As Robin’s death, and the years following it, had served to turn Edie somewhat sour, Charlotte had wafted into an indifference which numbed and discolored every area of life; and if she tried to take up for Allison it was in an ineffectual and half-hearted way. In this she had come to resemble her husband, Dixon, who though a decent provider financially had
never shown his daughters much encouragement or concern. His carelessness was nothing personal; he was a man of many opinions, and his low opinion of girl children he expressed unashamedly and with a casual, conversational good humor. (No daughter of
his
, he was fond of repeating, would inherit a dime.)

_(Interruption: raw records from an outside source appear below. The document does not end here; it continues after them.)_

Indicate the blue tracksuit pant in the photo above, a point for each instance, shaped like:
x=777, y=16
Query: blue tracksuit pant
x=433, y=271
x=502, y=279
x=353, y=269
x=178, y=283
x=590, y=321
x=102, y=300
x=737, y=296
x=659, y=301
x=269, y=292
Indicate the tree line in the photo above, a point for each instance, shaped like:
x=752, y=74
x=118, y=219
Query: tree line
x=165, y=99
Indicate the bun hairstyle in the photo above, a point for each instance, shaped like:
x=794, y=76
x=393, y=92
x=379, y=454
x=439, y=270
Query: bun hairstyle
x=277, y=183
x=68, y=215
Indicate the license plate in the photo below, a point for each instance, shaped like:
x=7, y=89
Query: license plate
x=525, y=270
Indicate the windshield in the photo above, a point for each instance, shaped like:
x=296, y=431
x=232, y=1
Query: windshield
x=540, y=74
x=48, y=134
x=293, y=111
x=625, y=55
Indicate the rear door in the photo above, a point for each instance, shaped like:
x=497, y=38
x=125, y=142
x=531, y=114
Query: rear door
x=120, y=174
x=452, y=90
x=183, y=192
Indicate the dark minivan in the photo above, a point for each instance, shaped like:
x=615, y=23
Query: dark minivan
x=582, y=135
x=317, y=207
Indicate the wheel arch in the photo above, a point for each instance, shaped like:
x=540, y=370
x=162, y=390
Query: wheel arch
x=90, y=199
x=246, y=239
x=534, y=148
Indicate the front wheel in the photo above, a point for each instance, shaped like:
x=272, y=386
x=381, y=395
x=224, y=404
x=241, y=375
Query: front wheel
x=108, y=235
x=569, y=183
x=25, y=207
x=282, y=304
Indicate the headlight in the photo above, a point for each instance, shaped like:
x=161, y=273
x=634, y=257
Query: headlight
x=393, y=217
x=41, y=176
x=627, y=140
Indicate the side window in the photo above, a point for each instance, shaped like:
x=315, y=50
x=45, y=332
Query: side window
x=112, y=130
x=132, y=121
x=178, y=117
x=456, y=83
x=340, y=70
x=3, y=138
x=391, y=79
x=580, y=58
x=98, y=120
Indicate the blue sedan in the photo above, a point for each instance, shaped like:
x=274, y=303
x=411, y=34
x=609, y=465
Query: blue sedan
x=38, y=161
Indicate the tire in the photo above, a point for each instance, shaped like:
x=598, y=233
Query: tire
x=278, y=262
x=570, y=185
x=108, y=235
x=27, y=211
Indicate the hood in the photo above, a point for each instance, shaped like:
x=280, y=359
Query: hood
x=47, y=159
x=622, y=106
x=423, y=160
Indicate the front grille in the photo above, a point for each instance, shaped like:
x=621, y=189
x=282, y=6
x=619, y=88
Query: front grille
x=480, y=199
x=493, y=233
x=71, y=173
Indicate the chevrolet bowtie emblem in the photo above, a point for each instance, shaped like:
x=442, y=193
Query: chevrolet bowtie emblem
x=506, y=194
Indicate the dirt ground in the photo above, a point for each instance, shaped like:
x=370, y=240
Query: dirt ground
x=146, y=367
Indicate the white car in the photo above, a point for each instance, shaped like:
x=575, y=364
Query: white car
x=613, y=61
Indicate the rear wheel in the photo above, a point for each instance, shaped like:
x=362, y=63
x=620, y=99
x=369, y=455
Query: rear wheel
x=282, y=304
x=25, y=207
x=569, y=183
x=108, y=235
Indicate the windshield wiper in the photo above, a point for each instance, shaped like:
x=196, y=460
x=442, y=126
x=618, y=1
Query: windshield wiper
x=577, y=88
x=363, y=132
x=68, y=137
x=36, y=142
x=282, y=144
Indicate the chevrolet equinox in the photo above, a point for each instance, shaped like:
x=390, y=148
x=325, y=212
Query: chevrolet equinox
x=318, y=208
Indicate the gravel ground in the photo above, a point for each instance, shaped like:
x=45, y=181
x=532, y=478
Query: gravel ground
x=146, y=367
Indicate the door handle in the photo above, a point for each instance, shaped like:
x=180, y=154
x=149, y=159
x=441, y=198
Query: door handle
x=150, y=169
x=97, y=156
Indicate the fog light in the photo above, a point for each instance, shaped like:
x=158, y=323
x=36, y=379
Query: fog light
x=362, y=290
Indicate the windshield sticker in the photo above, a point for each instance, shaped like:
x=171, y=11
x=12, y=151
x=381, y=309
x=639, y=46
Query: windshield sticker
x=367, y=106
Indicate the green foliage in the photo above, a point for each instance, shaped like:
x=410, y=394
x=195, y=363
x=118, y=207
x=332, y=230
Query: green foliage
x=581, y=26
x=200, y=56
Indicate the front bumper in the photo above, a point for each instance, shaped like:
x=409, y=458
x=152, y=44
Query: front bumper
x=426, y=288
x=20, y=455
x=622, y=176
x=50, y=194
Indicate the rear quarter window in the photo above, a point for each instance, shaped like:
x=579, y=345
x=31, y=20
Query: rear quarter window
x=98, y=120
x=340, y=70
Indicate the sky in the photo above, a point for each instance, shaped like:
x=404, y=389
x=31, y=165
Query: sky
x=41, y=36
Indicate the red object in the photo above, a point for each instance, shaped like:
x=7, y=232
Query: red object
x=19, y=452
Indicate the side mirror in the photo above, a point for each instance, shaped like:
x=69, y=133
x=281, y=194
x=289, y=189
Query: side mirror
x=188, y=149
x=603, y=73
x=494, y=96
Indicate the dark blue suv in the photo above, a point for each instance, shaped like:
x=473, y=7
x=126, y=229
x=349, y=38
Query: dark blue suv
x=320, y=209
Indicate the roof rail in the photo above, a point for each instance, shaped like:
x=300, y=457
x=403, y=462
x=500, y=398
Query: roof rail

Dix had never spent much time at home, and now he was hardly there at all. He was from what Edie considered a social-upstart family (his father had run a plumbing-supply house) and when he’d married Charlotte—lured by her family, her name—he’d believed she had money. The marriage had never been happy (late nights at the bank, late nights at poker, hunting and fishing and football and golf, any excuse for a weekend away) but his cheer wore particularly thin after Robin’s death. He wanted to get the mourning over with; he could not bear the silent rooms, the atmosphere of neglect, lassitude, sadness, and he turned up the television as loud as it would go and strode around the house in a continual state of frustration, clapping his hands, pulling up window shades and saying things like: “Snap out of it!” and “Let’s get back on our feet here!” and “We’re a team!” That his efforts were not appreciated astonished him. Eventually, when his remarks failed to chase the tragedy from his home, he lost all interest in it, and—after restless and ever-increasing weeks away, at his hunting camp—he impulsively accepted a high-paying bank job in a different town. This he made out to be a great and selfless sacrifice. But everyone who knew Dix knew that he hadn’t moved to Tennessee for the good of his family. Dix wanted a showy life, with Cadillacs and card parties and football games, nightclubs in New Orleans, vacations in Florida; he wanted cocktails and laughter, a wife who always had her hair fixed and the house spotless, ready to pull out the hors d’oeuvres tray at a moment’s notice.